Frank Scheck from The Hollywood Reporter gave the film a negative review, stating that the film was, "wholly generic, with its one-note characterizations, profanity-laden dialogue and generally amateurish performances relegating it to strictly bargain-basement status". Garry Goldstein of The Los Angeles Times panned the film, criticizing the film's dialogue, lack of tension and character development, uneven pacing, and performances.

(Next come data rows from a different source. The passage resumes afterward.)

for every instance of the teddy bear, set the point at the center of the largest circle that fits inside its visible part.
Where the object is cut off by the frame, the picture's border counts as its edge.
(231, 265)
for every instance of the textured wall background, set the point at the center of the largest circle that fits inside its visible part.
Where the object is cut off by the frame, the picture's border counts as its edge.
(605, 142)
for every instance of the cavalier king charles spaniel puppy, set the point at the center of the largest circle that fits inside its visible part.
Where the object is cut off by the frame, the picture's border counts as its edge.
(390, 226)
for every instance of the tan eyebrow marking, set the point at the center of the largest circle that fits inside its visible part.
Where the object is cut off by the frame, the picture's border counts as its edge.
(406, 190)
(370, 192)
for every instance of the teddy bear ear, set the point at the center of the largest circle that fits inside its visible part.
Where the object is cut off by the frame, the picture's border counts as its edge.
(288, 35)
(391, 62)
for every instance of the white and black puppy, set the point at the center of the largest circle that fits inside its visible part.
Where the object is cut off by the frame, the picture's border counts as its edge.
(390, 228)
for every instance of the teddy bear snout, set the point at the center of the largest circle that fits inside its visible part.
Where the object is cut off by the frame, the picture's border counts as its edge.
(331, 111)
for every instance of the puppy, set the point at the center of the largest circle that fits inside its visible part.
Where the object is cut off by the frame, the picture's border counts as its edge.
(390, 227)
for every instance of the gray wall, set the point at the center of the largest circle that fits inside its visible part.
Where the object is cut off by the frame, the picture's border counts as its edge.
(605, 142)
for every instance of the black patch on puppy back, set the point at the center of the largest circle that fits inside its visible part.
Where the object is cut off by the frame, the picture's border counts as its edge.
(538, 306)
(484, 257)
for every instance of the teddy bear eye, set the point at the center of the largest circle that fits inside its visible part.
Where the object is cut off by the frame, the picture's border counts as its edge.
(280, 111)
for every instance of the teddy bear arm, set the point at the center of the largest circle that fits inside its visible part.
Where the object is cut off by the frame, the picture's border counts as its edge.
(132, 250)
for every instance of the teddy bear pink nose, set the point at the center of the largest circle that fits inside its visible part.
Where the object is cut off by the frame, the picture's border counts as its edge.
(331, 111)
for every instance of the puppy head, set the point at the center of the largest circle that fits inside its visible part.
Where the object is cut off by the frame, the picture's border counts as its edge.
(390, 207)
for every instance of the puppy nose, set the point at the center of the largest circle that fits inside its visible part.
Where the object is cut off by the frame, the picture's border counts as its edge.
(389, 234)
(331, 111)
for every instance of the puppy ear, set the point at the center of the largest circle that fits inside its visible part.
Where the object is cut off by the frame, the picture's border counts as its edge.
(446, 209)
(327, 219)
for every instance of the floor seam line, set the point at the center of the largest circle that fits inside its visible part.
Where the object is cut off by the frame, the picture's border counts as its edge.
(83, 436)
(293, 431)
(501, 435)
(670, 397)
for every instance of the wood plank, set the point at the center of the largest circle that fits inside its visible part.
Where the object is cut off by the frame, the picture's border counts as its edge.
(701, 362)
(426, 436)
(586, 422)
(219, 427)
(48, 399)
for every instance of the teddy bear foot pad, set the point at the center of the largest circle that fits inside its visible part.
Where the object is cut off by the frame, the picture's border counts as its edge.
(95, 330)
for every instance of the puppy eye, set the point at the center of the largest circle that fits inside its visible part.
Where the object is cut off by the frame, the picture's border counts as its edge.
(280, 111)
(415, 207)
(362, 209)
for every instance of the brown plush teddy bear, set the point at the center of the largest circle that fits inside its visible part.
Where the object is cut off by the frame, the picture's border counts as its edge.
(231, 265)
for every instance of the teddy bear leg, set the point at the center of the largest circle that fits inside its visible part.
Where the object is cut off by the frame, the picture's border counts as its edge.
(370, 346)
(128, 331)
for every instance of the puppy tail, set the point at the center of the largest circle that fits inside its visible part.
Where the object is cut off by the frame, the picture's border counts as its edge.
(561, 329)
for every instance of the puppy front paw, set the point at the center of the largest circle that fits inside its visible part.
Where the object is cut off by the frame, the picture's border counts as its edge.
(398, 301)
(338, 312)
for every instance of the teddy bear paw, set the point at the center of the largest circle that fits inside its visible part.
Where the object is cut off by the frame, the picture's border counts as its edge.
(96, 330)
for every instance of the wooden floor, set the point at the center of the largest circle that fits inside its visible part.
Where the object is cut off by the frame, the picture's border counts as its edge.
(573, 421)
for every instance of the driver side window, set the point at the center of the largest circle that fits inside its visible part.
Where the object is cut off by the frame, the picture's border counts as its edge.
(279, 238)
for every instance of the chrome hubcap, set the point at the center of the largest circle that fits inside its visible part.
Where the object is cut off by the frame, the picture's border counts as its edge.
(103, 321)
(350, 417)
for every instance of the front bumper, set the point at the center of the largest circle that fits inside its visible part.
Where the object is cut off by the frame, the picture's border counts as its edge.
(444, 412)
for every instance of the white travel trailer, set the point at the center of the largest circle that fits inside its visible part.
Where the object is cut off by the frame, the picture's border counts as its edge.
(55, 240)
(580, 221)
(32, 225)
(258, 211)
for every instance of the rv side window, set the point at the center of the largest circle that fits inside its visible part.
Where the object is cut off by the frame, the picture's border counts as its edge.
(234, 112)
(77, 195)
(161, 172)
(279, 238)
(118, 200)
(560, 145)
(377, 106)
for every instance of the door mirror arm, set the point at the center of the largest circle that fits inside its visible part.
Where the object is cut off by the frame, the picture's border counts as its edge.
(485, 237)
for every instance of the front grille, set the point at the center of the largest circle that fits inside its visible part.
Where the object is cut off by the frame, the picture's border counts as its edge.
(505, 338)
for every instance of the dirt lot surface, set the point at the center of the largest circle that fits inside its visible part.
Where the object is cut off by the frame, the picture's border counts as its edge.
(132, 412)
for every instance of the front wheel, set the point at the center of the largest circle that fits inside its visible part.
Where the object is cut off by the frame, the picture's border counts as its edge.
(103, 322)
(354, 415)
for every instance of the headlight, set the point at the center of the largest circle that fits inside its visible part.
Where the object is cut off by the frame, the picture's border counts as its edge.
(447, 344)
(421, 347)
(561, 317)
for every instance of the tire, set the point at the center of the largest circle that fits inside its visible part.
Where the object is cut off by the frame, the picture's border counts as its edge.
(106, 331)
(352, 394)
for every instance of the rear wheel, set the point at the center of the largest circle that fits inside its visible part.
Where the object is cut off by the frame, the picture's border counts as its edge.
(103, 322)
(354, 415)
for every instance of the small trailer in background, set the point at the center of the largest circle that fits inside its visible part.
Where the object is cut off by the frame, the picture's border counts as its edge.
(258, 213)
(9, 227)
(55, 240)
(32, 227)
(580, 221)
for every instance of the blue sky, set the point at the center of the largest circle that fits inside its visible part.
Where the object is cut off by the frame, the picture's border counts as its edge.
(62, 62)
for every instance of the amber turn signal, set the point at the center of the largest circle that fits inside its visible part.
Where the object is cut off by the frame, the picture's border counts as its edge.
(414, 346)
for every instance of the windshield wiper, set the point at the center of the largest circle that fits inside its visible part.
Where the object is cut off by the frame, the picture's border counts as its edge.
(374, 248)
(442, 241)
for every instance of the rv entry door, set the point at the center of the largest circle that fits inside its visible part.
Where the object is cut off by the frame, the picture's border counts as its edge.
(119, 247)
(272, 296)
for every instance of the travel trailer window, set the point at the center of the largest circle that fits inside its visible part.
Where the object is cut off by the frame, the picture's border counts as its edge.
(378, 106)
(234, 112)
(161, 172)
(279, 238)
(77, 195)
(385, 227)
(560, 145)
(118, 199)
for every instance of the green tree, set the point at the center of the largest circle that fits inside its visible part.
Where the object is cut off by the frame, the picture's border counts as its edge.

Moviepilot gave high praise for LaSardo's acting in Parlor and stated that while the film was similar in various ways to other torture porn horror films, that viewers should "Just enjoy it for what it is, which is a gruesome, gory, blackly funny movie that finds perverse glee in taking all the overused cliches of splatter films and turning them upside-down." Ain't It Cool News was more mixed in their review and they remarked that "Robert Lasardo's Artist is a great centerpiece for the film to hang on, and there are moments of both gore and suspense that are clear evidence of Downs and Gage's talent behind the camera. But the tattoo-centric plot and the lame, oversexed dialogue of the teens give the film a sense of "bro-ness" that conflicts with the joys of its no-bullshit scares, and that's a shame, 'cause when they hit, they do tend to leave a mark." Fangoria mostly panned the film, praising LaSardo and Fabel while writing overall "Sure the premise is intriguing, the villains are vile (in a good way!), and the setting is darkly magical… but those they aren’t enough to elevate the poor acting, atrocious dialogue and ugly, nasty violence."